追加としてこれは「コンサルタント」としてというより「マッキンゼーだから」という部分ですが、マッキンゼーはビジョンが社員一人一人にまで浸透している大変珍しい企業です。Client ImpactとPeople Development、この2つを信じていない人を社内で会ったことがない。多くの企業では理念は形骸化し「株主と顧客の利益を最大化し社員の幸福を作る」であったり「世界を変える」なものになりがちのなか、強い組織というのはこのように出来ているということを内部から見る良い機会でした。

 

何を経験していたら経営者として役に立つのか

私自身がまだ未熟なので、経験しておきたかったこと、と言うのが適切ですがいくつかリストアップすると

・PL責任を持つ事業部長(ミニ経営者ですね)

・営業統括

・エンジニア(テクノロジー中心で起業する場合)

*様々な意見ありますが、最近のIT系企業でテクノロジーが競争力であることは極めて稀です。

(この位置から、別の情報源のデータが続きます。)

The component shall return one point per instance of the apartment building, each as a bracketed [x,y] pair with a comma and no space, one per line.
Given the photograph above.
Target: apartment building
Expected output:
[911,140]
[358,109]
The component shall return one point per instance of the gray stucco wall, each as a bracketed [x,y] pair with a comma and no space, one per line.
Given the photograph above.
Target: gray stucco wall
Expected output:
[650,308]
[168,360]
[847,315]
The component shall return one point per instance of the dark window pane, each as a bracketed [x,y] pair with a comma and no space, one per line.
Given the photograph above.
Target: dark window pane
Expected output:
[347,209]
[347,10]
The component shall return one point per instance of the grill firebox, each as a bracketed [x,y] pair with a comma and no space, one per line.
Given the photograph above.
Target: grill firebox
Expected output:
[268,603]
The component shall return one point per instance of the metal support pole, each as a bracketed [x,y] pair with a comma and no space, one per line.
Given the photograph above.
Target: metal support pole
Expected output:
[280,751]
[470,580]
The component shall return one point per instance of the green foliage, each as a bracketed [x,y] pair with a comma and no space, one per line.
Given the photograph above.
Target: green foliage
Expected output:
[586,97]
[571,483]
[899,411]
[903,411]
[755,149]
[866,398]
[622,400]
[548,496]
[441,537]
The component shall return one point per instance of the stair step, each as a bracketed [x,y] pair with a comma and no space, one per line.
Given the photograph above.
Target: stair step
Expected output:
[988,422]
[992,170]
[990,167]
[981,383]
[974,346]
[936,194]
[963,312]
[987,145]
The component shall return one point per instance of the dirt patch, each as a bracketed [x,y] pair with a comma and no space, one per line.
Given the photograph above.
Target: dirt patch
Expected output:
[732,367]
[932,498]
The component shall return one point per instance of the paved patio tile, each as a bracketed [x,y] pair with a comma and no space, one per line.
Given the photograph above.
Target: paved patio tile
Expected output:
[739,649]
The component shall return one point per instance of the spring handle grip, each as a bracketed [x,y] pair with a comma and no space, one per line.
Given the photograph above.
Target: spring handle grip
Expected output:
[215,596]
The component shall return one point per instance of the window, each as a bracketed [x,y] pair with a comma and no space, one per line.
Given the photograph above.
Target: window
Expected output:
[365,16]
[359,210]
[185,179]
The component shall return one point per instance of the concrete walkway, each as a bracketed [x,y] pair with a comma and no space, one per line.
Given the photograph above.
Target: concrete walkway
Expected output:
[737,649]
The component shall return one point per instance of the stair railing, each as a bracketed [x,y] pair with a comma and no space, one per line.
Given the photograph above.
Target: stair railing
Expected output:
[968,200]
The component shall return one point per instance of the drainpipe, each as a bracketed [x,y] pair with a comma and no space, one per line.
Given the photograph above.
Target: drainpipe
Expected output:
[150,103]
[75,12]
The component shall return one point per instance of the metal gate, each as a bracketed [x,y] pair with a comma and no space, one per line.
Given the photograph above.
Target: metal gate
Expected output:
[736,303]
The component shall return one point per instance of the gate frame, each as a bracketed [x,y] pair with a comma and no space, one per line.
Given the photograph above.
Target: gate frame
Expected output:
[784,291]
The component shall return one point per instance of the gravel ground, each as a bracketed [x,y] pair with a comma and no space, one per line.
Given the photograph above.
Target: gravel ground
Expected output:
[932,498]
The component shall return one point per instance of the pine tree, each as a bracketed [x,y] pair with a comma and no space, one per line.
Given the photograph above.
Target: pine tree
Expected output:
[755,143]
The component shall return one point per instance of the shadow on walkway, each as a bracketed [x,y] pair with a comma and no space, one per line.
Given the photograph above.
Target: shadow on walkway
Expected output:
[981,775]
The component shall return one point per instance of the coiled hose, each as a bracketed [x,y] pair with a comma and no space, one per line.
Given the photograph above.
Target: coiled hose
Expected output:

それよりも他要因で勝っている場合が多い。テクノロジーが強いといったほうが株価がつきやすいのでそういったことを強くは主張しない場合もあるだろうが。

 

ここらへんかな。ただし特にどの経験をしなければならないということはなさそうで、追い詰められて乗り越え続けるという経験さえ続けていればよいのではないだろうか。